2. Prayer or Salat: Five times a day, preceded by ceremonial washing, the Muslim is required to pray facing Mecca. Specific formulas, recited from the Qur‘an (in Arabic), along with prostrations are included. Prayer is, in this sense, an expression of submission to the will of Allah. While most of Islam has no hierarchical priesthood, prayers are led in mosques by respected lay leaders. The five times of prayer are before sunrise, noon, mid-afternoon, sunset, and prior to sleep.
3. Almsgiving or Zakat: The Qur‘an teaches the giving of two and one-half percent of one‘s capital wealth to the poor and/or for the propagation of Islam.

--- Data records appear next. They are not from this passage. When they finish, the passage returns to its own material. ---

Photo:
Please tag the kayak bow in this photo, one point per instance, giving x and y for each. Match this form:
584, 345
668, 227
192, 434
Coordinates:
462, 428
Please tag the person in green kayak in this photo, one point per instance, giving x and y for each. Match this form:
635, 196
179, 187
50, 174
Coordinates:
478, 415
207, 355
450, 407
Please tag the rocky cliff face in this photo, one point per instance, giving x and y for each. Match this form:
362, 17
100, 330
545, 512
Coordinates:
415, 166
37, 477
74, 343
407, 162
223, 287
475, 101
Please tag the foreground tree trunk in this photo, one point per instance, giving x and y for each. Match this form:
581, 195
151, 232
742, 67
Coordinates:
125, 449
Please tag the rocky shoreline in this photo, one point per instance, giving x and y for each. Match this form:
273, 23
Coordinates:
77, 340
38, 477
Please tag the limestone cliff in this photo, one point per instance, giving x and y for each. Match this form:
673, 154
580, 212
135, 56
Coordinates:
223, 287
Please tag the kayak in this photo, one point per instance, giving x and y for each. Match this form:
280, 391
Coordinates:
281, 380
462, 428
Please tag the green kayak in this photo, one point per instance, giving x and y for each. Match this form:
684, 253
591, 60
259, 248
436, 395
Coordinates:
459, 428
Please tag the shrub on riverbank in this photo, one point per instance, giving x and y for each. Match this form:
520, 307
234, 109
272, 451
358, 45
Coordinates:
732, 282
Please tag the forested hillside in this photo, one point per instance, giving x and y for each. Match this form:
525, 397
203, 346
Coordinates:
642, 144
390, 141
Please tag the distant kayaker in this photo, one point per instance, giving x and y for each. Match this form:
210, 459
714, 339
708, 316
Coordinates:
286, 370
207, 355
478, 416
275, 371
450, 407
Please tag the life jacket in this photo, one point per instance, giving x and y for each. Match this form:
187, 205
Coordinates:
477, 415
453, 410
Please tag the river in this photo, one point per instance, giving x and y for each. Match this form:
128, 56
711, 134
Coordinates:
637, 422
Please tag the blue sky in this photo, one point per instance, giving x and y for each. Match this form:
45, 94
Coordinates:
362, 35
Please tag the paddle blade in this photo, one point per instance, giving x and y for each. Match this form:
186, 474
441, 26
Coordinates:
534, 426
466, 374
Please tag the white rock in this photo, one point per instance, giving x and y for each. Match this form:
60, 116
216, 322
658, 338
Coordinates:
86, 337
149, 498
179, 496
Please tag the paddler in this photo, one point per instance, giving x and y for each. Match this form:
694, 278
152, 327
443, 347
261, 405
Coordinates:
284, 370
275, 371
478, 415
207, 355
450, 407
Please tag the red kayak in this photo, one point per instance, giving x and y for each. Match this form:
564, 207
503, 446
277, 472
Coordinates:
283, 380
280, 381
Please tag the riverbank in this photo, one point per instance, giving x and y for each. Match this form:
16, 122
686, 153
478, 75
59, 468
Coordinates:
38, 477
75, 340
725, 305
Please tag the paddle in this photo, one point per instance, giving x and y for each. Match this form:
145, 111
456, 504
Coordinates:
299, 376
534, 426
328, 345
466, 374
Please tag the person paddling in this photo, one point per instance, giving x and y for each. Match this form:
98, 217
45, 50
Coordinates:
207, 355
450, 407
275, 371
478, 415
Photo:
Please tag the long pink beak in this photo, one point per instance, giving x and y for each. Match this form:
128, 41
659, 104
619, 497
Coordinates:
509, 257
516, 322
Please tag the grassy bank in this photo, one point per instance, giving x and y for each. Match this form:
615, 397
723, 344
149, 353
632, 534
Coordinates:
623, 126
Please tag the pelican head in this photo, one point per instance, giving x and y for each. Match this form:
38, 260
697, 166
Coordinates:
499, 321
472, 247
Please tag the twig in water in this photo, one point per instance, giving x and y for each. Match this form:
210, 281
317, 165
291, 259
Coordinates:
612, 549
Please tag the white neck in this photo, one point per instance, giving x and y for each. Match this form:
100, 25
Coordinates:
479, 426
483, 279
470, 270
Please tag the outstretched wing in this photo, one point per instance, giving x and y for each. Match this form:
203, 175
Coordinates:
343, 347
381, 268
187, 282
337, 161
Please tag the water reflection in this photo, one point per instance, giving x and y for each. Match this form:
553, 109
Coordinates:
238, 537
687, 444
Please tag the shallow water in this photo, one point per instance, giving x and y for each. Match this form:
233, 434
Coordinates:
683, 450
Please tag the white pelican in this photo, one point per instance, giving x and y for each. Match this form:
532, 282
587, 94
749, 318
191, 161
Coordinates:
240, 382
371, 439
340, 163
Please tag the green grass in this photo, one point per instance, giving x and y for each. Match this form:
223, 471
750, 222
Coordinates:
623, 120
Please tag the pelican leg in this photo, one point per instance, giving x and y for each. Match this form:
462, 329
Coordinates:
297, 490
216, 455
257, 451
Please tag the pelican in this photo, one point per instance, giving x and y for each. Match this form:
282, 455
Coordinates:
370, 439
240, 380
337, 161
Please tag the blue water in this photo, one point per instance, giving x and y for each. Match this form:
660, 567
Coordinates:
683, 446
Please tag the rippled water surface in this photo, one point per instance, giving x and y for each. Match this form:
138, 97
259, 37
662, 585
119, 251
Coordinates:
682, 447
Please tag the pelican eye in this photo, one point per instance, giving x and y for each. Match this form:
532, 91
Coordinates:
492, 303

By doing so, the Muslims‘ remaining wealth is purified.
4. The Fast or Sawm: During the course of the lunar month of Ramadan, a fast is to be observed by every Muslim from sunrise to sunset. Nothing is to pass over the lips during this time, and they should refrain from sexual relations. After sunset, feasting and other celebrations often occur. The daylight hours are set aside for self-purification. The month is used to remember the giving of the Qur‘an to Muhammad.
5. Pilgrimage or Hajj: All Muslims who are economically and physically able are required to journey as a pilgrim to Mecca at least once in their life time. The pilgrim‘s required simple dress stresses the notion of equality before God. Another element of the Hajj is the mandatory walk of each pilgrim seven times around the Kaabah—the shrine of the black rock, the holiest site of Islam. Muhammad taught that the Kaabah was the original place of worship for Adam and later for Abraham. The Kaabah is thus venerated as the site of true religion, the absolute monotheism of Islam.